Salário mínimo – João Guilherme Vargas Netto


Em um País no qual a taxa de mais-valia é 100% (ler com atenção o artigo de Naercio Menezes Filho, no Valor de 20/2/26, em que “um estudo recente com dados brasileiros estima que os salários dos trabalhadores é a metade do valor de sua contribuição produtiva para a empresa em que trabalha”), há um espinho na garganta dos capitalistas: o salário-mínimo e sua valorização.


Este ano, comemoram-se os 90 anos de sua criação e o 20º aniversário da política para sua valorização.


Ambas as efemérides foram assunto para um evento no Ministério do Trabalho e Emprego e deram substância ao novo livro do Dieese sobre o salário mínimo e sua conturbada história.


O espinho encravado na garganta dos capitalistas produz quase sempre soluços em seus escribas, que atentam contra a validação do salário mínimo, suas relações com a Previdência e o esforço para sua valorização.

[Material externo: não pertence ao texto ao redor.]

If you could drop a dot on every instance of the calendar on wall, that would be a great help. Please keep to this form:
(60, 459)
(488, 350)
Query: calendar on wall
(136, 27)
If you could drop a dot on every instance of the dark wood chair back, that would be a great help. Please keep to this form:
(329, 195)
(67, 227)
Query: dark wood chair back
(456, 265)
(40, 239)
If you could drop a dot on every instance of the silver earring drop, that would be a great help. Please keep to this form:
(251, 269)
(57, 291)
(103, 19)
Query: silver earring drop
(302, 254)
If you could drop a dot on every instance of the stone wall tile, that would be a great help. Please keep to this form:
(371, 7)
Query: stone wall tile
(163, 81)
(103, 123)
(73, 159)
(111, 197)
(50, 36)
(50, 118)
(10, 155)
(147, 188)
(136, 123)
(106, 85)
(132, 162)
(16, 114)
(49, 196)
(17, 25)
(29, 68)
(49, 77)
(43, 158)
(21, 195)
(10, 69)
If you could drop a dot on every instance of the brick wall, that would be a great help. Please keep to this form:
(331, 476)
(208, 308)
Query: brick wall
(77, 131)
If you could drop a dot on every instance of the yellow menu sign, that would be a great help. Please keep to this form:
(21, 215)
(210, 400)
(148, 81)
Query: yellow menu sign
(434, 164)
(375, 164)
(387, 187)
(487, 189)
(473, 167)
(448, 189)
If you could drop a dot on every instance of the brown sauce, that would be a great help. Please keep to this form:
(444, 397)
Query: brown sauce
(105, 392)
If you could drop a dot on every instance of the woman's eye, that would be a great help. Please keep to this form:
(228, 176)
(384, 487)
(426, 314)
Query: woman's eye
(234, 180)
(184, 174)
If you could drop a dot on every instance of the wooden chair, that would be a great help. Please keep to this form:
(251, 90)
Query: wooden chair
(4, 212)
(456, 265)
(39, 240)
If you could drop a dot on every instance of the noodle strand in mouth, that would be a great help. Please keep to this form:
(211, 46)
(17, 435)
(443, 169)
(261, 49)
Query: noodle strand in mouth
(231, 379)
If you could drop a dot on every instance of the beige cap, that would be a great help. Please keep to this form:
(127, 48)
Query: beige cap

Que o salário mínimo é essencial basta prestar atenção à língua falada pelos brasileiros em que “salário” quer dizer quase sempre salário mínimo, que é também usado pelos estatísticos como degraus para análise dos rendimentos.


O horror dos capitalistas e de seus escribas ao salário mínimo decorre de seu papel civilizatório, como marco e limite da exploração.


Vargas Netto – Consultor de entidades sindicais de trabalhadores.